OurGrid
Future Software Technologies
Semester programme:Open Learning/Innovation
Research group:Interaction Design
Project group members:Vladi Georgiev
Martin Fakirov
Project description
The main challenge of this project was to explain electricity grid congestion in a way that is clear for non-technical users, while still being accurate. Grid congestion is a complex topic, but it affects daily life and the energy transition. We created a public, no-login website that explains what congestion is, why it happens (peak demand in local areas), and how the OurGrid app helps reduce pressure on the grid by encouraging households to shift their electricity use. The key design goal was to turn an abstract infrastructure problem into something understandable, practical, and relevant for both households and municipalities.
Context
This project is in the smart energy and public communication domain. The electricity grid is under increasing pressure due to electrification (EVs, heat pumps) and more renewable energy sources. In many neighbourhoods, demand can exceed local capacity during peak hours, creating grid congestion. OpenRemote’s OurGrid app supports energy communities and local organisations by showing energy insights, congestion signals, and challenges that motivate people to use electricity outside peak moments.

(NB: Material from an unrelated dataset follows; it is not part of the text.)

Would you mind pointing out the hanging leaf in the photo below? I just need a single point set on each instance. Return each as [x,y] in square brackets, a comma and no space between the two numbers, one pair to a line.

Our website works as a public information layer. It does not replace the app or provide real-time grid monitoring. Instead, it explains the problem and the solution in an accessible way, using clear content, practical FAQ answers, and example visuals. The website targets two key audiences: residents who want to understand what they can do, and municipalities who need clear communication and scalable community-based approaches.
Results
The main outcome is a working prototype of a public OurGrid website that explains grid congestion and presents the OurGrid app in a clear way. The website includes: a simple explanation of the problem (peak demand and limited local capacity), a “how it works” flow for the app, and an FAQ with practical answers for households and municipalities. We also added sample visuals/dashboards using static demo data, so visitors can understand peak vs off-peak and the idea of “grid stress” without needing real-time data.

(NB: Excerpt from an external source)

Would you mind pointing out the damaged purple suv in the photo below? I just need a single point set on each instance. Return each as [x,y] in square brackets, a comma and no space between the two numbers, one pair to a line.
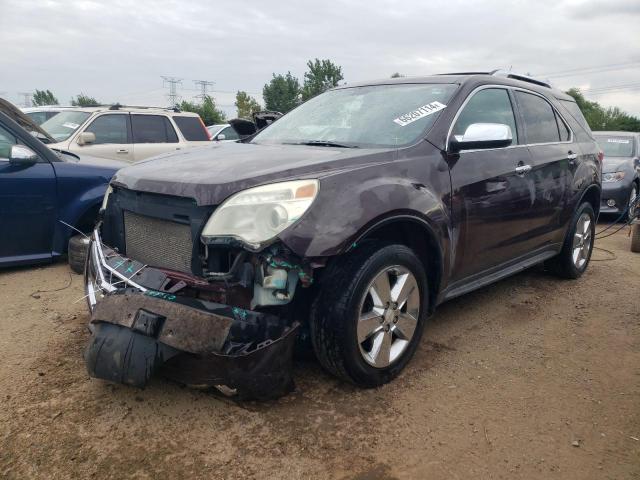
[338,228]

We validated our choices through desk research on existing OurGrid pilots and by using stakeholder input from OpenRemote to keep the content realistic (e.g., how challenges and rewards work, and which information should be shown publicly). The value is that the website makes an invisible infrastructure issue understandable and actionable, which supports awareness and adoption.
About the project group
We are a two-person student team (Vladi Georgiev and Martin Fakirov). We worked on the OurGrid project for several weeks in collaboration with OpenRemote. We followed an iterative workflow: first understanding the topic through research, then designing the structure and visuals, and finally building and improving the website. We divided work between content/research, UI design, development and coordinated through regular check-ins and Git-based version control.